T is often talked about on this forum, but I haven't seen an analysis of it. I have been watching it for some time, so I figured I'd do a quick write up.

Overview:

There are 3 main businesses: wireless, broadband/wireline, and WarnerMedia. Their primary focuses are expanding 5G (which will also allow to sell hardware) and expanding fiber which aid their transition to be more software focused allowing them to lower costs and expand product portfolio. With write-downs and selling of non-core assets (DirectTV, Playdemic and Vrio) and spinning off WarnerMedia, they are focusing primarily on wireless and broadband services going forward. They are also doing substantial cost-cutting and streamlining efficiencies.

Valuation:

At $23.46, they have a market cap of 167 billion. Their 2020 FCF was 27B, which is a Price to FCF ratio of 6. After Warner Spinoff they are projecting at least 20B in FCF which is a ratio of at least 8. They will be about 2.6x Debt to EBIDTA and given their P/B of about 1 now (likely less after merger), they will be able to almost immediately utilize value accretive buybacks with their substantial cash flow.

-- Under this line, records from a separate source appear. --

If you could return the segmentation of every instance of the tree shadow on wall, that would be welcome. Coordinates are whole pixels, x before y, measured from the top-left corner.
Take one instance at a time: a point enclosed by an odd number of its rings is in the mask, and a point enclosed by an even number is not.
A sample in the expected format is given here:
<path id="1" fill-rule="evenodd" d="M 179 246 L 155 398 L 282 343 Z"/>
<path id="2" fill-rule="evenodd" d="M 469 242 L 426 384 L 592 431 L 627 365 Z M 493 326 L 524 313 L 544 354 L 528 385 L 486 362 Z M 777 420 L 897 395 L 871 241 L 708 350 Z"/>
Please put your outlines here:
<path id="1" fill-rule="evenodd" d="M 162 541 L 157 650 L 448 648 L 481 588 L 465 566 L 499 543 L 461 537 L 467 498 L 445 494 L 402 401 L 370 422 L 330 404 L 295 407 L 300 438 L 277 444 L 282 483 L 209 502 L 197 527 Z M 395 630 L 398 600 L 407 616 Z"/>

Note: Earnings are depressed due to the previously mentioned asset write-downs. As they've already sold or wrote down most of their non-core assets, you should expect an immediate increase in earnings going forward.

Based on previous dividend guidance when the Warner deal was announced. At current price, the dividend yield would be about 5%. However, after the spinoff, the price will likely drop further increasing the dividend yield, in exchange for a piece of WarnerDiscovery.

The Wildcard: The Spinoff

The deal is sweetened when the spinoff is considered. Both WarnerMedia and Discovery generate impressive EBIDTA. The trailing annual EBIDTA for Warner Media is 8.6B. Discovery's is 3.6B. Total trailing EBIDTA is 12.2. After merger, WarnerDiscovery will have 4.5x leverage, but plan to deleverage below 3x in less than half a year. At a very conservative multiple of 6x EBIDTA, the market cap of the new company could be 73B and each T share could be worth $7.26 of the new company. This could be higher or lower depending on market sentiment.

Risks:

Management: John Stankey has been at AT&T since the early 2000s. He was previously in charge of WarnerMedia and we see where that went. The current plan of deleveraging and shrinking the business to focus more on core assets and capital allocation is a great idea. If they veer off this path, that will be a sign to jump ship.

The spinoff: There are a lot of variables here. Though I believe Discovery will take much better care of WarnerMedia than T ever did. Also at the current stock price, it seems most people are ignoring the spinoff completely. I'm personally very bullish on the combined entity, but I can understand why others may not be.

Conclusion:

T is a troubled company in the midst of a turnaround, but the stock price does not reflect the value of the business. The current and post-merger dividend are secure based on the dividend to FCF ratio and the current business strategy of focusing on core assets is the right move. Even if T doesn't grow materially, the price to FCF ratio (post-merger) of 8, will allow them to pay out hefty dividends while shrinking share count. Significant upside is achieved if they can manage even low single digit rates of growth and if WarnerDiscovery is successful. I bought in a few days ago around $23.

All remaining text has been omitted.